With both Sheffield Hallam University and the University of Sheffield adopting the platform, approximately 60,000 students in Sheffield will soon have access to Google Apps. Sheffield Hallam University was particularly attracted to the commercial use of the service, as Director of Information Systems and Technology, Aline Hayes, explains, “Sheffield Hallam prides itself on preparing students for the commercial world beyond study. Through using Google Apps, our students will become familiar with a set of tools which they are likely to encounter beyond their studies.”

Google Mail was another major attraction in deploying Google Apps Education Edition for Sheffield Hallam University. “We had been looking to improve our email and messaging services for students and Google was one of a number of possible options we considered,” Aline said. “Many students are already familiar with Google Mail from using it in their personal lives before they come to university and they have been extremely enthusiastic about the improved storage and user-friendly interface it delivers.”

The University of Sheffield also reports a positive response from students to the decision to switch. CIO, Christine Sexton, explains, “When we announced our move to Google Apps we received many emails from students expressing their approval, which was very encouraging. Initial uptake during the summer break has also been high, suggesting the service will prove popular with the wider student body.”

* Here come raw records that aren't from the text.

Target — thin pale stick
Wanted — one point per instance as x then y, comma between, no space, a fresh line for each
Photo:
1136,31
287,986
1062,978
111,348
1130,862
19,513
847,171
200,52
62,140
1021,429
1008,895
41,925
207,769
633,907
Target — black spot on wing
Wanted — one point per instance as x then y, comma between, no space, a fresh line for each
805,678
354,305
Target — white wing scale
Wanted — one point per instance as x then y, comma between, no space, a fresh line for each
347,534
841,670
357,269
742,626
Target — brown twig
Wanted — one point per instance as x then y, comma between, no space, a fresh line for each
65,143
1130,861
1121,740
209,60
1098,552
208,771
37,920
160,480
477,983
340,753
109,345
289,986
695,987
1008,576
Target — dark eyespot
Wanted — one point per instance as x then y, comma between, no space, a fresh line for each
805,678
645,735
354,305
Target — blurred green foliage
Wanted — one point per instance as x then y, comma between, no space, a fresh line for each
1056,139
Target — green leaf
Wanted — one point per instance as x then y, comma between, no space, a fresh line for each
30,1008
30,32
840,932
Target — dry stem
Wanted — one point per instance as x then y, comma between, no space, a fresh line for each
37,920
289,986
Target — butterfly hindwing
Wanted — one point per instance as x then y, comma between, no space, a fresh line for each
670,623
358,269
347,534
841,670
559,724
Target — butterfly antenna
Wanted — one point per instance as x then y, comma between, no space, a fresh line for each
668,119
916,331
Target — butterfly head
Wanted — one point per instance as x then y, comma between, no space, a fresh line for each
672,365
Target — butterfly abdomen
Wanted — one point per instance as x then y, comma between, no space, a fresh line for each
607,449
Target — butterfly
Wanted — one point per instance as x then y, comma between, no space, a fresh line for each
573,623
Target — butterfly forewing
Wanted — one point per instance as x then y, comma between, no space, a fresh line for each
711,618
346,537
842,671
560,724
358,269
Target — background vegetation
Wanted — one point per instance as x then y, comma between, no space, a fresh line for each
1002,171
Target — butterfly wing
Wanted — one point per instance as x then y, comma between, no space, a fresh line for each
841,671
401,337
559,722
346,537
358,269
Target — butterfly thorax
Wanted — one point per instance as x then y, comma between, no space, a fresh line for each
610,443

As well as seeing general positive feedback from students, the University of Sheffield is also expecting significant administrative benefits from the cloud computing model. Christine continues, “Google has far more resources and time to invest in developing email systems and collaborative tools than we do. With the money and time saved through the switch from our traditional in-house IT environment, we will be able to invest more in other areas where we can have a bigger impact in enhancing our students’ experiences.”

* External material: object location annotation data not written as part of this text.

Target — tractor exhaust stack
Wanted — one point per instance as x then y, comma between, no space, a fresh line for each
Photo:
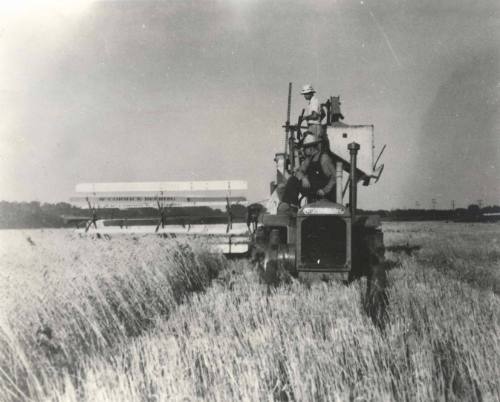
353,150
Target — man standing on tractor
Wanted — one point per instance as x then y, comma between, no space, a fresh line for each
313,114
315,178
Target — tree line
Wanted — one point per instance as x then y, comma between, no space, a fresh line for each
34,214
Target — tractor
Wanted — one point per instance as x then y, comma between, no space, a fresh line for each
324,240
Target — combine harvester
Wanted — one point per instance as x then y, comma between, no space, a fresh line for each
322,239
225,235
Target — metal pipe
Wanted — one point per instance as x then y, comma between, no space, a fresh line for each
353,148
338,180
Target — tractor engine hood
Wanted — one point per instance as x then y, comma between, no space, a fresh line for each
323,207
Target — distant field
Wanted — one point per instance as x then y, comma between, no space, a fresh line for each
145,319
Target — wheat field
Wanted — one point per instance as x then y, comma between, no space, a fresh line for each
150,319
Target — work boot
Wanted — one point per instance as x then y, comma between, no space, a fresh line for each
287,209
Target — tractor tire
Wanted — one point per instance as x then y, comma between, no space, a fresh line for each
276,268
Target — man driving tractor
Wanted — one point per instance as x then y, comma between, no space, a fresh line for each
315,178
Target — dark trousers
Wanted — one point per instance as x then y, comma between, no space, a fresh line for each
293,188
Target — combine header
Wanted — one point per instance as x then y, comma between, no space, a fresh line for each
318,238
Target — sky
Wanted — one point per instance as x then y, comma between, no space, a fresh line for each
197,90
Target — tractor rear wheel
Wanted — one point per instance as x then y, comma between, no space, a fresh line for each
276,267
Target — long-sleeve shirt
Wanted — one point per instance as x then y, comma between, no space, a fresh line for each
327,168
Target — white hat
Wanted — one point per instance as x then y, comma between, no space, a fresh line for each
310,139
307,89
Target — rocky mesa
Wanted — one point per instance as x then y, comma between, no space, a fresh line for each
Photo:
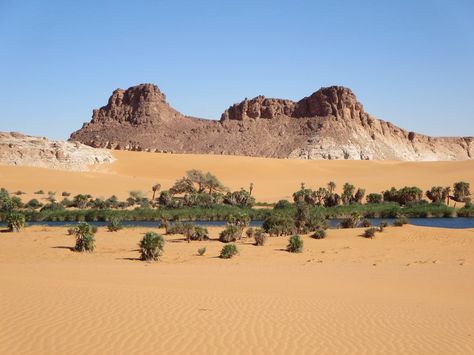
23,150
329,124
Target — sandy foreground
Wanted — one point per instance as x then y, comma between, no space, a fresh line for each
407,291
274,179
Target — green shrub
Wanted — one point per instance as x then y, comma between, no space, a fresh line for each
282,204
350,222
315,223
260,237
250,232
15,221
85,240
228,251
198,233
151,246
319,234
115,224
400,221
230,234
177,228
369,232
295,244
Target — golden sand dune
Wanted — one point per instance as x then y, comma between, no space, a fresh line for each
407,291
274,179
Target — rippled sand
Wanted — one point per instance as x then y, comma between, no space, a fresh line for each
274,179
407,291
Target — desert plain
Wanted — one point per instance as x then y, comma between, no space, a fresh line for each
409,290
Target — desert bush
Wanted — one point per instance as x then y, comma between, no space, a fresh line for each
15,221
382,226
228,251
319,234
85,240
33,203
314,223
301,216
400,221
151,246
250,232
350,222
260,237
282,204
374,198
198,233
369,232
177,228
278,224
115,224
230,234
295,244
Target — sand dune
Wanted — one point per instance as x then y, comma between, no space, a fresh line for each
274,179
407,291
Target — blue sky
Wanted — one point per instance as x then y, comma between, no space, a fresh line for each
409,62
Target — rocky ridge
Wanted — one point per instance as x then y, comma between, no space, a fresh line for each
23,150
329,124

The University of Portsmouth, which went live with Apps on 14th August, has provided 34,000 students access to Google Apps and has already seen students log in from 26 countries in ten different languages. Director of Information Services at the University, Andrew Minter, says: “Google provides the sort of integrated system students have been crying out for. It offers a whole package of collaborative applications our students want allowing them to work together online in real time. As well as email, they can use instant messaging, share documents with other students, clubs and societies, set up their own web pages, and build their own calendars which will soon have personalised timetables incorporated so every time they log on it’s all there.”

Paul Hopkins, Director of Information Services and Systems at De Montfort University, said: “We have been able to implement Google Apps for our 20,250 students with impressive speed. Within two months we had implemented the platform and embedded the email and calendar services directly into our student portal. This has enabled us to rapidly place Google Apps right at the heart of our student experience, giving us the ability to drop time-tabling information directly into the students’ personal calendars, if they choose to opt-in, and the response we have had so far has been nothing short of amazing – Google Apps has helped to create a real ‘buzz’ across the University.”

“With Freshers’ Week just around the corner, it is exciting to know that many more thousands of students across the country will have access to Google Apps to help them make the most of their learning experience and university lives,” says Samantha Peter, Business Development Manager, Google Enterprise. “As students take their university account with them after they graduate, they can keep access to their work and easily stay in touch with tutors and peers. The move of many universities to the cloud is not just about the substantial cost savings they can achieve, but increasingly about providing students with the tools which will be of use beyond their studies and in the world of work, where Google Apps is becoming increasingly prevalent.”